Tal concepto quedó plasmado, a criterio de Courtney, en la actuación de los contralores ante la Comisión de Probidad de la Asamblea Nacional en la semana recién pasada, donde a solicitud de la diputada Miriam Argüello, Presidenta de la citada comisión, se citó a los colegiados con períodos vencidos para que explicasen por qué no actuaban en las denuncias de corrupción abundantemente documentadas por EL NUEVO DIARIO y por otros medios.

En vez de responder, los contralores se prestaron al juego político de la bancada del FSLN en esa sesión, y bajo el argumento de sentirse ofendidos por la declaración de no reconocimiento a sus cargos vencidos por parte de Argüello, se marcharon sin explicar nada de lo que se les pedía.

Es inmoral y antijurídico, dice especialista
La Contraloría fue despojada de la facultad de autorizar exclusiones de procedimiento y licitaciones en octubre del año pasado, cuando luego de meses de debate público y privado, los diputados ante la Asamblea Nacional, aprobaron la “Ley de Contrataciones Administrativas del Sector Público”, Ley 737, que fue promovida por el presidente Ortega, y por medio de la cual se trasladó la facultad de las exclusiones, licitaciones y contrataciones a la Dirección General de Contrataciones del Estado, DGCE, del Ministerio de Hacienda.

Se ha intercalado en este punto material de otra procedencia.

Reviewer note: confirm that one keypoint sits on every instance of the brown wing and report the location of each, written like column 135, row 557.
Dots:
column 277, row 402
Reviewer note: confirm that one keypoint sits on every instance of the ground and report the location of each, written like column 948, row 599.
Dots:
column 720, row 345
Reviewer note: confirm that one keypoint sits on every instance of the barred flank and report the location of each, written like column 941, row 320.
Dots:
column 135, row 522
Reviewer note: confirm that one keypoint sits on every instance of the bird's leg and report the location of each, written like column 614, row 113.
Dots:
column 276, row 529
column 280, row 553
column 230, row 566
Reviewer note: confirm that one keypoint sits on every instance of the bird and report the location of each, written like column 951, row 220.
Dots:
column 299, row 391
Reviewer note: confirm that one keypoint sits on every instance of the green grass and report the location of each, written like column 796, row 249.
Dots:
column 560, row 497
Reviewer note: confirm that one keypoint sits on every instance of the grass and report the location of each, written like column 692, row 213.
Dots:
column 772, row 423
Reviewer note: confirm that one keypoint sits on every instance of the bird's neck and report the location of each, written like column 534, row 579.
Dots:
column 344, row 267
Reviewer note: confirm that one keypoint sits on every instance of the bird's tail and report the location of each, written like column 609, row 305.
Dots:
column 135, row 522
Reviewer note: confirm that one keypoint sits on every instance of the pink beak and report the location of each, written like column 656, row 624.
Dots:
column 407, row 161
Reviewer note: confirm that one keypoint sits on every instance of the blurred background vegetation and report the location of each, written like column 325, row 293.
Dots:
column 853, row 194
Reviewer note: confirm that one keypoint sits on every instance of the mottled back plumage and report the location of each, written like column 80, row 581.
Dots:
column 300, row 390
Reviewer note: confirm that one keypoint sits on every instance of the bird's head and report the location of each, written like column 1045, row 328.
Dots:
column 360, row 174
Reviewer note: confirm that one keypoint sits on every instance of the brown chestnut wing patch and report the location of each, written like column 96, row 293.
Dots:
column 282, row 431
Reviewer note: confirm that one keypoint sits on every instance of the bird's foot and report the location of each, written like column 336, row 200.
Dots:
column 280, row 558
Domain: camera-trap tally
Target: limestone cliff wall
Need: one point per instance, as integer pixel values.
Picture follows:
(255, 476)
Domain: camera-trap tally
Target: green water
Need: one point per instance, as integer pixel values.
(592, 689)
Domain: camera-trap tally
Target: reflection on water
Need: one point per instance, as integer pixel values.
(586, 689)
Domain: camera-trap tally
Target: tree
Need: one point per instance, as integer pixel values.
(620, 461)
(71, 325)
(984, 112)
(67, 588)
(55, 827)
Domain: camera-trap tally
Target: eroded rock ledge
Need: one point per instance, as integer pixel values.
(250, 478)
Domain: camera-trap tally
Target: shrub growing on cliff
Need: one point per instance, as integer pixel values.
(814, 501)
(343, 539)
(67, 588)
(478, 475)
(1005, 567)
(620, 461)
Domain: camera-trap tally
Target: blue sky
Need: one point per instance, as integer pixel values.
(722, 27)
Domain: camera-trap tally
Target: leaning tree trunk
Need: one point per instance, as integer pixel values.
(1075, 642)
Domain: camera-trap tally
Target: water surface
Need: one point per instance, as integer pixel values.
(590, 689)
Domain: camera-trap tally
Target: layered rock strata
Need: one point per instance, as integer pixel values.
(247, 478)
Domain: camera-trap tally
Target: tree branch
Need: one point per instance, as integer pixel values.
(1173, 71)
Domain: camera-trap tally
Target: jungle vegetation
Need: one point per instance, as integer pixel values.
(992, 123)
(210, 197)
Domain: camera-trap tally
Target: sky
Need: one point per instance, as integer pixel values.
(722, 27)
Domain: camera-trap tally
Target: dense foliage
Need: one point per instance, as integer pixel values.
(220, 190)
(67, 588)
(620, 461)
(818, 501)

Rodolfo Pérez García señaló que, desde el punto de vista moral, el actuar de los colegiados es criticable, ya que son dichos funcionarios quienes estaban supuestos a preservar la transparencia en el manejo de los fondos.

Desde la parte jurídica, según Pérez García, lo único que demuestra es que el gobierno durante los últimos años se ha manejado con la administración de los fondos públicos con una dudosa transparencia, no se ha interesado en dar mayor participación a los empresarios que podrían ayudar al desarrollo económico del país con mejores ofertas para los intereses del Estado.

“La confabulación y complicidad de los contralores ilegales de dar visto bueno a la gran mayoría de las peticiones de exclusión es evidente, sin saber si se llenaron los requisitos de manera clara, es decir, las causales de urgencia y de emergencia que decía la Ley 323”, dijo Pérez García.

Añadió que, en este caso, no se puede perder de vista que la discrecionalidad administrativa se puede dar con base en verdaderas causales, pero habría que ver cuánto de eso se convirtió en arbitrariedad administrativa.

“Esto, lo único que hace pensar es en un modo de actuar sospechoso y un modo de actuar turbio por parte de los que deberían luchar por la transparencia para ejecutar los fondos del Estado”, indicó.

Las afirmaciones del experto se sustentan sin llegar a introducirse a ver si las exclusiones llenaron verdaderamente los requisitos, si las empresas que obtuvieron los contratos eran fantasmas o no, y detalles como si se hicieron las obras tal como se ofrecieron.

“Tampoco se sabe si los expedientes sobre los que se motivaron esas exclusiones cumplían con todos los requisitos, es decir, si comenzás a sumar todo lo que se debe revisar, concluís en que la Contraloría renunció otra vez a hacer su trabajo”, concluyó.